More than 300 Kenyan companies have been forced to stop selling their goods to the East African Community (EAC) market. According to manufactures goods from outside the trading bloc, especially from China, are exempted from such charges, thus edging out local firms from the market.
Companies signed up on the scheme attract full duties, levies and other charges provided in the Common External Tariff (CET) for goods sold in the customs territory, according to Article 25 of the EAC Customs Union Protocol.
Goods benefiting from duty-free status under the customs union are charged CET of 10 percent on raw material and 25 percent on finished products due to which locally produced goods are now facing stiff competition with companies under the duty remission scheme declining from 500 to 200 this year, said Kenya Association of Manufacturers chief executive Phyllis Wakiaga.

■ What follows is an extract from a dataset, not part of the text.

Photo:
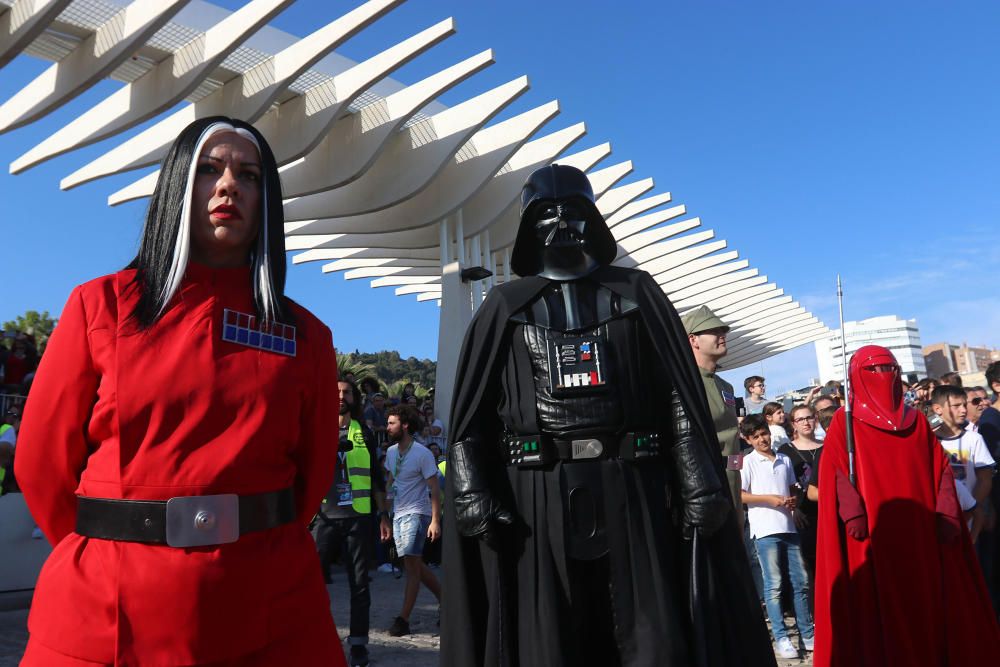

Wakiaga speaking at the quarterly meeting with the Ministry of Industrialisation in Nairobi yesterday said there is need to re-look at the article to ensure non-tariff barriers are minimised. The charges are hampering trade within the region.
Kenya’s manufacturing sector contributes 10 percent to the economy. Sale of goods in the customs territory is also capped at 20 percent of a company’s annual production. Industrialisation Cabinet secretary Adan Mohamed, said that such restrictions have constrained firms especially in the textile industry from expanding business.
Kenya is banking on 26 new markets expected to be opened up following a tripartite agreement signed by the EAC, Common Market for Eastern and Southern Africa and Southern Africa Development Community.